Weather events affect your supply chain
Zurich Insurance Group Ltd. and the Business Continuity Institute found a 29% increase in supply chain issues due to extreme weather since 2012. A possible explanation could be a lack of resources. In an effort to save money, management may be cutting costs by reducing supply chain risk management. With limited resources, organizations aren’t going to put time and effort into non-operational risks.
Although this may save money in the short term, it will end up costing even more in the long term. When taking resources away from risk management, organizations are left with outdated and inefficient processes. Many companies still rely on spreadsheets and disparate documents to manage and assess risk, but that doesn’t let you accurately predict the risk on your supply chain due to weather.
Be proactive instead of reactive
Some companies don’t think about possible weather events until they happen, and then are left scrambling to recover. But companies that map out possible scenarios and have contingency plans in place before a bad weather event happens can recover more quickly and with less damage. This advantage doesn’t manifest often, but when it does, it really pays off for the organization who is more prepared.
Taking a proactive approach helps you stay in control so that if a weather event happens, you’re prepared. Here are three simple steps for building a weather-related risk management plan:
- Identify key suppliers and stakeholders in your organization. Assess the weather events of that area. Is it a coastal location prone to flooding? What method of transportation does that supplier use and how can weather events impede delivery? Can your operation continue as normal if that delivery is canceled or delayed? Knowing the severity and frequency of any possible events is the first step in developing a risk management plan.
- Assess weather-related risk. Use a proven risk management tool like a risk matrix or bowtie model (for potentially catastrophic events). That way, you have a quantitative value for risk for each supplier, stakeholder or scenario. For example, a once-yearly snowstorm that may delay material delivery by 2 days would be much less impactful than your delivery coming from an area that has intense earthquakes twice a year that destroy entire towns.
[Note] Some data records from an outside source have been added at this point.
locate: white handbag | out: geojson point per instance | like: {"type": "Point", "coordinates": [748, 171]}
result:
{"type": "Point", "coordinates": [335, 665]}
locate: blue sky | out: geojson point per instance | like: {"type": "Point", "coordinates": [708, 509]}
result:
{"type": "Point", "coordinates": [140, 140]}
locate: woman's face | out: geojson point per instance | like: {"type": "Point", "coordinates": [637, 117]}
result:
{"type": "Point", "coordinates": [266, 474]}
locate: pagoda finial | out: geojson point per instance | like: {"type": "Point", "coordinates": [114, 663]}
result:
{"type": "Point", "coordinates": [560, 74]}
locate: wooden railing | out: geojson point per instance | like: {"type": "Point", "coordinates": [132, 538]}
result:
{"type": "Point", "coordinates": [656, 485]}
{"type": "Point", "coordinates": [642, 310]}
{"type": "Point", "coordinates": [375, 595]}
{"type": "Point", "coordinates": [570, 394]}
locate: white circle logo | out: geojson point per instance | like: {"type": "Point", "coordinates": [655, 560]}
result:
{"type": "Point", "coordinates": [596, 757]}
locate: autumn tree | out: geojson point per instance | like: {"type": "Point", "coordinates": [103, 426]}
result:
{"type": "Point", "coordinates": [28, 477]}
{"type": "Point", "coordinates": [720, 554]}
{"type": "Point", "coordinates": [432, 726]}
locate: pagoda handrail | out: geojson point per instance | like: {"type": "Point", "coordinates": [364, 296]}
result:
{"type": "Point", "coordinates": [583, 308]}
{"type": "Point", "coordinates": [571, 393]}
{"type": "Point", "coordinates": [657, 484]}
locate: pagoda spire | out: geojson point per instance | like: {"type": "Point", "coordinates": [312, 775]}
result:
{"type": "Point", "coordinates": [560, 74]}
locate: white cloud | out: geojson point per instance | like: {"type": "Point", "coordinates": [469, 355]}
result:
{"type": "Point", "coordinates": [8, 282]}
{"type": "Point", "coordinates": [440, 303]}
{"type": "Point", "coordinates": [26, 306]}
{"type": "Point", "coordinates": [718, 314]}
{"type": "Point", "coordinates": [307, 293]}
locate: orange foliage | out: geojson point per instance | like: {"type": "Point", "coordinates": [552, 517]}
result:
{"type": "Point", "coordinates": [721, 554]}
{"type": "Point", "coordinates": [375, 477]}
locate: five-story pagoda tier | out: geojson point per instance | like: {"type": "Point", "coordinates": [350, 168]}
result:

- Use the data. Make contingency plans based around the identified scenarios, prioritizing by risk level. If the risks presented are too great, you can adjust travel, supply chain and timeline decisions to mitigate risk; then reevaluate using the risk tool to see the impact of your changes, repeating until you achieve your desired risk level.
Applying risk management to weather-related events puts you in the driver’s seat and no longer at the mercy of Mother Nature. Taking a proactive approach to weather risk means you’ll always be one step ahead of your competition who are merely reacting.